The proposed checkoff would take the form of an annual license fee of two cents per square foot, to a maximum of $13,000 (650,000 sq. ft.).

The commission’s single question asks growers if they’re in favour of Flowers Canada (Ontario) becoming their association, and in favour of paying the annual license fee in order to “finance the association’s activities to stimulate, increase and improve the producing or marketing of greenhouse floriculture products in Ontario.”

FCO said on its web site that its application will need the support of at least 66.6 per cent of producers representing at least 50 per cent of the eligible acreage in order to pass.

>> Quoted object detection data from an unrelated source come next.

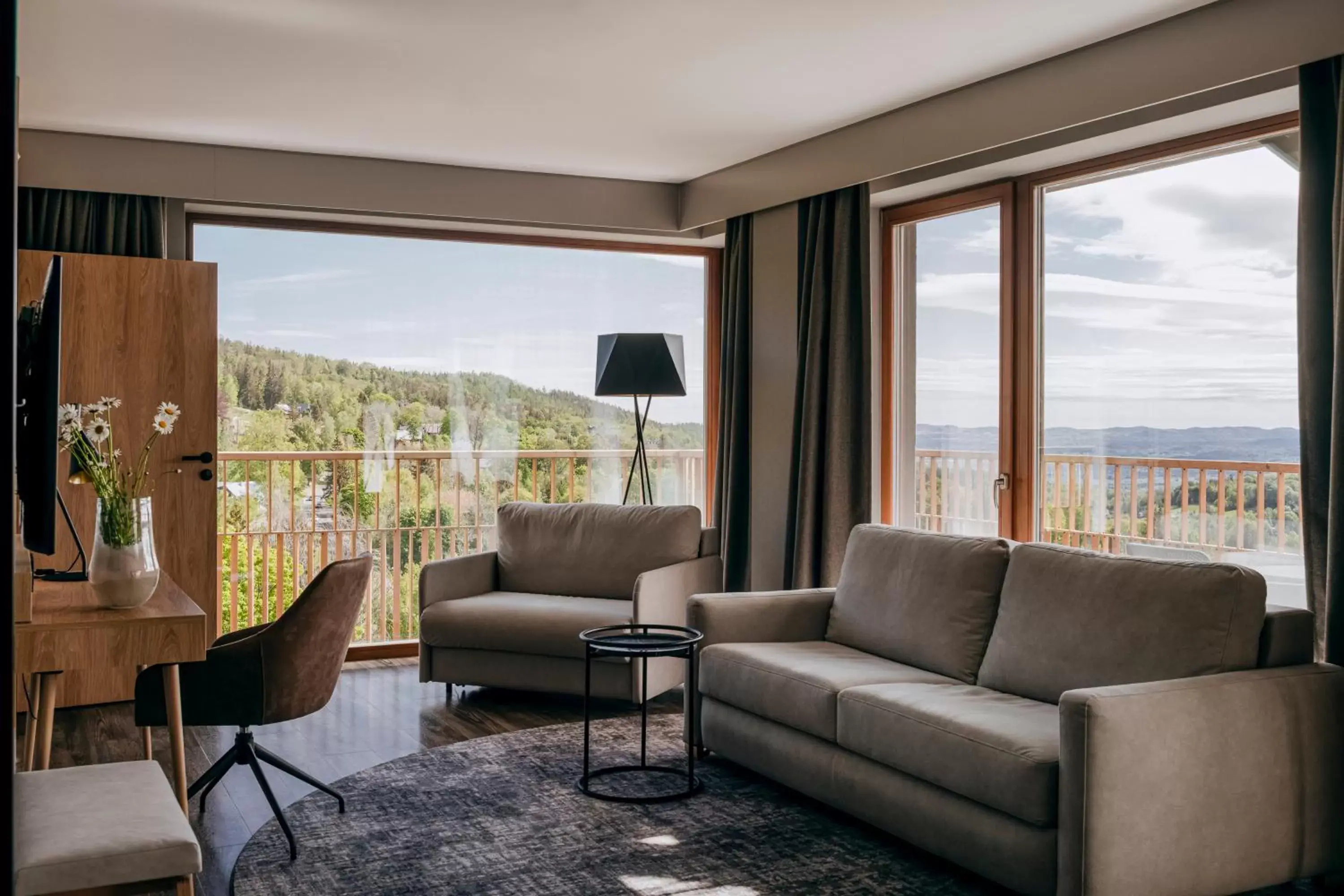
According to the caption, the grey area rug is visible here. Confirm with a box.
[233,715,1312,896]
[233,715,1005,896]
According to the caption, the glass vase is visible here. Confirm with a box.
[89,497,159,608]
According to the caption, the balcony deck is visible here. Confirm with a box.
[216,450,1302,643]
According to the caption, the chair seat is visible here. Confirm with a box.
[421,591,634,659]
[13,760,200,896]
[700,641,957,740]
[837,682,1059,826]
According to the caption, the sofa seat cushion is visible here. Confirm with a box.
[700,641,956,741]
[496,501,700,600]
[837,682,1059,827]
[827,525,1008,684]
[13,760,200,896]
[421,591,634,659]
[976,544,1265,702]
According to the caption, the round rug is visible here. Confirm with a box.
[233,715,1003,896]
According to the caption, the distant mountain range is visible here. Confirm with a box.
[915,425,1300,463]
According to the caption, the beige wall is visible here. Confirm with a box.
[751,203,798,591]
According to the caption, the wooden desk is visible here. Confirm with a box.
[13,572,210,811]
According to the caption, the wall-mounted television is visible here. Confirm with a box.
[15,255,85,579]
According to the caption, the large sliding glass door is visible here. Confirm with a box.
[1036,136,1305,606]
[880,116,1305,604]
[884,188,1009,534]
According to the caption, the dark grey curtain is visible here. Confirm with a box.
[784,185,872,588]
[714,215,751,591]
[1297,56,1344,662]
[19,187,164,258]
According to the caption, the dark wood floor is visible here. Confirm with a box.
[20,659,681,896]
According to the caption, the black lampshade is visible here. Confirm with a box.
[594,333,685,395]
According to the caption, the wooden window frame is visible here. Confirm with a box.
[878,181,1015,529]
[185,212,723,662]
[187,212,723,510]
[878,112,1298,541]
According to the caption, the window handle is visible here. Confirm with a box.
[992,473,1008,510]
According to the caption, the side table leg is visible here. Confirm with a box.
[685,643,696,790]
[164,662,187,814]
[136,666,155,759]
[23,672,42,771]
[34,672,59,771]
[640,657,649,768]
[579,647,593,787]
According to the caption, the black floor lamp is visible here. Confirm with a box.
[594,333,685,504]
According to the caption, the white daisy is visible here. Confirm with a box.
[85,417,112,445]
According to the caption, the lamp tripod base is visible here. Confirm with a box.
[621,395,653,504]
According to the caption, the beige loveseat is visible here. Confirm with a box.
[688,525,1344,896]
[419,502,723,701]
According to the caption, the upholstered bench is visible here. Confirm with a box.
[13,760,200,896]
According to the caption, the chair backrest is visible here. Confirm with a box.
[496,501,700,600]
[257,553,374,724]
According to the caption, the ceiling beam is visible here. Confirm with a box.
[19,130,695,235]
[680,0,1344,227]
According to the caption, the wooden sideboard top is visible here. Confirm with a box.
[24,572,206,634]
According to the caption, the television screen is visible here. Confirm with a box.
[15,255,60,553]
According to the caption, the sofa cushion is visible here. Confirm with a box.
[980,544,1265,702]
[827,525,1008,682]
[837,682,1059,827]
[497,501,700,600]
[13,760,200,896]
[700,641,956,740]
[421,591,634,659]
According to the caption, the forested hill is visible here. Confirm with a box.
[218,339,704,450]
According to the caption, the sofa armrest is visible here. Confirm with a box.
[683,588,836,748]
[419,551,499,612]
[687,588,836,647]
[634,556,723,626]
[1058,663,1344,896]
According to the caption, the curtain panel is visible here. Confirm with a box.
[784,184,872,588]
[19,187,165,258]
[1297,56,1344,662]
[714,215,751,591]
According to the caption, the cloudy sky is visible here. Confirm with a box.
[194,226,704,422]
[915,140,1297,429]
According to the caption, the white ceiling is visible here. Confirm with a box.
[19,0,1210,181]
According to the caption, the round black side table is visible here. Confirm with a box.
[579,625,704,805]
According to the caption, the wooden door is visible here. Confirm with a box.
[19,251,219,705]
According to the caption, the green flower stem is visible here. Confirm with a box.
[98,494,140,548]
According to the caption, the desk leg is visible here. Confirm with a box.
[164,662,187,814]
[34,672,60,771]
[22,672,42,771]
[136,666,155,759]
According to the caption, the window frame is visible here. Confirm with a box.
[878,112,1298,541]
[185,211,723,516]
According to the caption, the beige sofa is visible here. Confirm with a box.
[688,525,1344,896]
[419,502,723,702]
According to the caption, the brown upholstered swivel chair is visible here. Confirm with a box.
[136,553,374,858]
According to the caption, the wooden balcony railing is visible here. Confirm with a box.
[216,450,704,643]
[915,450,1302,555]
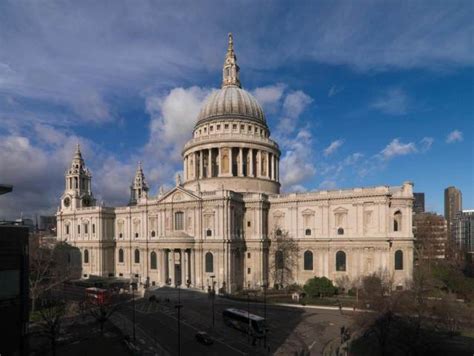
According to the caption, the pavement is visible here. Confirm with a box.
[114,287,352,356]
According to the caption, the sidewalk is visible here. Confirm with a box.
[110,312,170,356]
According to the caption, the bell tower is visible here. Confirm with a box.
[61,144,96,209]
[129,162,148,205]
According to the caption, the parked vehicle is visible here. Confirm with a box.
[196,331,214,345]
[222,308,265,338]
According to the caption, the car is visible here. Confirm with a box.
[196,331,214,345]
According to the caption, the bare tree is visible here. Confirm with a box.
[86,298,119,335]
[269,228,299,287]
[38,297,76,356]
[28,243,78,311]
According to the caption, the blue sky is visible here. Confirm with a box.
[0,1,474,218]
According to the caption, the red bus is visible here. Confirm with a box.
[86,287,109,304]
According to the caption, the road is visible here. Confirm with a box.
[116,287,350,356]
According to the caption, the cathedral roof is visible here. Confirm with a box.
[197,34,265,124]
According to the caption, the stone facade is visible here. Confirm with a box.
[57,36,413,292]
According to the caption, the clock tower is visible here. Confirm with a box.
[61,144,96,209]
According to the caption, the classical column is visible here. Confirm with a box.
[168,250,176,285]
[183,156,188,181]
[217,147,222,177]
[183,249,189,284]
[199,151,204,179]
[237,147,244,177]
[207,148,212,178]
[247,148,255,177]
[255,150,262,177]
[229,147,234,177]
[269,153,275,180]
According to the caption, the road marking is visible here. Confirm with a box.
[128,306,248,355]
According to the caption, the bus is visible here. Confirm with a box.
[86,287,109,304]
[222,308,265,338]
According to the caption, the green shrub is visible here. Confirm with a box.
[303,277,336,297]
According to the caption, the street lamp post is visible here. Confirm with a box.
[211,275,216,328]
[175,283,183,356]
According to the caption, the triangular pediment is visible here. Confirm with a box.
[158,186,201,204]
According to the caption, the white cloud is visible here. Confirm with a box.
[283,90,313,118]
[319,179,337,190]
[252,83,286,112]
[328,85,344,98]
[370,88,408,115]
[420,137,434,152]
[145,86,211,161]
[324,139,344,156]
[280,129,316,191]
[379,138,417,160]
[446,130,464,143]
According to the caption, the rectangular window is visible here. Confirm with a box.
[174,211,184,230]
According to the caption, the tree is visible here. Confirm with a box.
[83,294,120,335]
[269,229,299,287]
[28,243,80,312]
[303,277,336,298]
[38,296,76,356]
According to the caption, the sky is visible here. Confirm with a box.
[0,0,474,219]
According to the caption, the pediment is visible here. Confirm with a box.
[301,209,315,215]
[158,186,201,204]
[273,210,285,218]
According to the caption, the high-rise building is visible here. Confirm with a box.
[444,187,462,238]
[413,213,448,259]
[413,193,425,214]
[452,210,474,255]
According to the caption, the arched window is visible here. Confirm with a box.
[393,210,402,231]
[206,252,214,273]
[150,251,157,269]
[174,211,184,230]
[304,251,313,271]
[275,250,285,269]
[336,251,346,272]
[395,250,403,271]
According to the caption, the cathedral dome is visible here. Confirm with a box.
[194,85,265,124]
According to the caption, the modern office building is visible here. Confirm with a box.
[444,187,462,238]
[413,213,448,259]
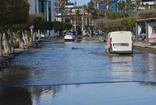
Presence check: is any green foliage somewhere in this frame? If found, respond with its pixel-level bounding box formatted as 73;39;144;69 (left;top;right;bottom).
33;13;44;30
137;9;156;19
107;12;129;19
94;17;136;33
53;21;72;31
0;0;30;25
64;23;72;30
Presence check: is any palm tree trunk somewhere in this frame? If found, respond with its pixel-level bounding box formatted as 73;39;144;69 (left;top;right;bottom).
17;30;24;49
10;25;14;53
3;33;11;54
0;32;3;56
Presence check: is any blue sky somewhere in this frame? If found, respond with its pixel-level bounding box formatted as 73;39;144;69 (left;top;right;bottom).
69;0;90;5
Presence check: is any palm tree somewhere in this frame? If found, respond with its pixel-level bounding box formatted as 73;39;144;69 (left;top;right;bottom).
59;0;66;22
126;0;131;13
82;5;87;29
121;1;126;13
97;0;101;9
104;0;110;11
97;9;104;17
136;0;141;11
87;1;95;25
117;2;122;13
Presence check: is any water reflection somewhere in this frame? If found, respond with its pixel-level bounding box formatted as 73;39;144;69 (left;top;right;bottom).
0;40;156;86
0;83;156;105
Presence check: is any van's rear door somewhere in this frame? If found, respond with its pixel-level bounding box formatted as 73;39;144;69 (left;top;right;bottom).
112;32;132;52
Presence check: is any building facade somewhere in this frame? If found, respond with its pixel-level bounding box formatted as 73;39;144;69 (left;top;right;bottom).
28;0;59;36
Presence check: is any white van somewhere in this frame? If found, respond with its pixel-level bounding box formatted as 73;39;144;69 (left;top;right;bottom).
105;31;133;53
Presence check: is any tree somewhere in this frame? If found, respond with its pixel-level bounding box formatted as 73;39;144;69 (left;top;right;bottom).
136;0;141;11
117;2;122;12
59;0;66;22
126;0;132;13
0;0;30;53
82;5;87;29
87;1;96;25
104;0;110;11
97;0;101;9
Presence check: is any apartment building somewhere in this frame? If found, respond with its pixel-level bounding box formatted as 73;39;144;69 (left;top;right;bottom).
28;0;59;36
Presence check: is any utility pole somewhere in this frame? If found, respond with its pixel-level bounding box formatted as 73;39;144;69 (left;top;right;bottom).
75;0;77;35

It also noted that the proposed fee structure is meant to spread the load and is less than what FCO members pay currently.

“For too long the load has been carried by only 135 growers for the benefit of the other 600,” the group said in a fact sheet on the site. “Taxes, pesticides, border access, fair share of CAIS and COP payments, regulatory environment — they all cost dollars and require resources to manage.”

But FCO stressed that the vote will not make it the regulatory body, just the representative body, for Ontario floriculture. It also stressed that the association will not take in growers of nursery stock, perennials or biennials grown for planting into the soil outdoors and which overwinter.

FCO asked members with questions to contact its office or one of the board members on either FCO or the Ontario Greenhouse Alliance (TOGA, the sister organization for greenhouse vegetable, pepper and flower growers).

“Get the correct information — not misinformation in the coffee shop,” the group said on its site.